Spritz hourly. Use a spray bottle of apple juice, cider vinegar or beef broth to keep the brisket moist.
Power through the stall. As the brisket cooks, the temperature will stop rising around 160°F as moisture evaporates. Push through until it reaches 200°F.
Wrap at 160°F. Wrapping in butcher paper or foil when it hits 160°F will power through the stall faster.
Cook to 203°F. This is the ideal internal temp for brisket to be fall-apart tender. Use a probe thermometer to monitor.
Rest wrapped for 1-2 hours. This allows the juices to reabsorb for maximum moisture and tenderness.
Slicing and Serving Brisket
Slice against the grain. Identify the direction of the muscle fibers and slice perpendicular to it. This shortens the fibers for tenderness.
Separate the flat and deckle. Slice the fattier deckle thinner than the lean flat. Keep them separated for serving.
Chop and sauce. Chopping makes bite-size burnt ends. Toss the deckle pieces in bbq sauce. Slice the flat across the grain.
Serve with sides. Brisket goes great with classic bbq sides like coleslaw, beans, cornbread and pickles.
Frequently Asked Questions About Pellet Brisket
What is the best wood pellet for smoking brisket?
Oak, hickory and mesquite pellets are all good options for brisket. Oak provides a milder smoke flavor while hickory and mesquite are more intense.
Should you wrap brisket in foil or butcher paper?
Butcher paper is the best option as it allows some steam to escape. Foil will steam the brisket more, resulting in a softer bark.
How long does it take to smoke a brisket on a pellet grill?
A full packer brisket usually takes 1-1.5 hours per pound at 225-250°F. A 12 lb brisket will take about 12-18 hours.
What temp should you pull brisket off a pellet grill?
Pull the brisket off at 203°F in the thickest part of the flat.
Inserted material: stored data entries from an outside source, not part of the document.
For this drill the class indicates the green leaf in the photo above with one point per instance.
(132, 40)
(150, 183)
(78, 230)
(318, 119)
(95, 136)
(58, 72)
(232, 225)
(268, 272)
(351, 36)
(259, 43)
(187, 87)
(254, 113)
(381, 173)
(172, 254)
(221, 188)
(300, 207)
This ensures it will be tender and juicy after resting.
Why does my pellet brisket have a bitter smoke flavor?
Too much smoke exposure can make the brisket bitter. Try less smoke wood, a milder pellet, trimming the fat cap, and wrapping earlier to prevent bitterness.
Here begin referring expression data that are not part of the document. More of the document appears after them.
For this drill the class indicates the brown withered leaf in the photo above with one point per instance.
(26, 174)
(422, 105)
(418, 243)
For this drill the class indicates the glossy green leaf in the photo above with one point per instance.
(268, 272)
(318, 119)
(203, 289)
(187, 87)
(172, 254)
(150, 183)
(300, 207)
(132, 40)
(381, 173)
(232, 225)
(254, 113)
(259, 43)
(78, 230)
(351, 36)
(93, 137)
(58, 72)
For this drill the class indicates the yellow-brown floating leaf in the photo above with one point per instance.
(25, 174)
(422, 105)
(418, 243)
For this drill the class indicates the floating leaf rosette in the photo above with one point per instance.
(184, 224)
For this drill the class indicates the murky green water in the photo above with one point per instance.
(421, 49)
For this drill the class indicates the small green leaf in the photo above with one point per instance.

Can you oversmoke a brisket on a pellet grill?
Yes, too much smoke exposure can make the brisket taste bitter. Keep smoke light and wrap earlier if needed to prevent oversmoking.
How do you reheat leftover smoked brisket?
Wrap slices in foil with a little beef broth. Reheat at 300°F for 1 hour until warmed through. Chop and sauce any burnt ends before serving.
Conclusion
Smoking a brisket low and slow on a pellet grill results in incredibly tender, smoky meat. Allow 1-2 hours per pound, trim the fat cap, apply a flavorful rub and inject the brisket. Smoke at 225-250°F over oak, hickory or mesquite pellets until it reaches 203°F. Resting, slicing correctly and pairing with traditional sides makes for mouthwatering brisket. With the right techniques, you can achieve competition-level brisket from your pellet grill.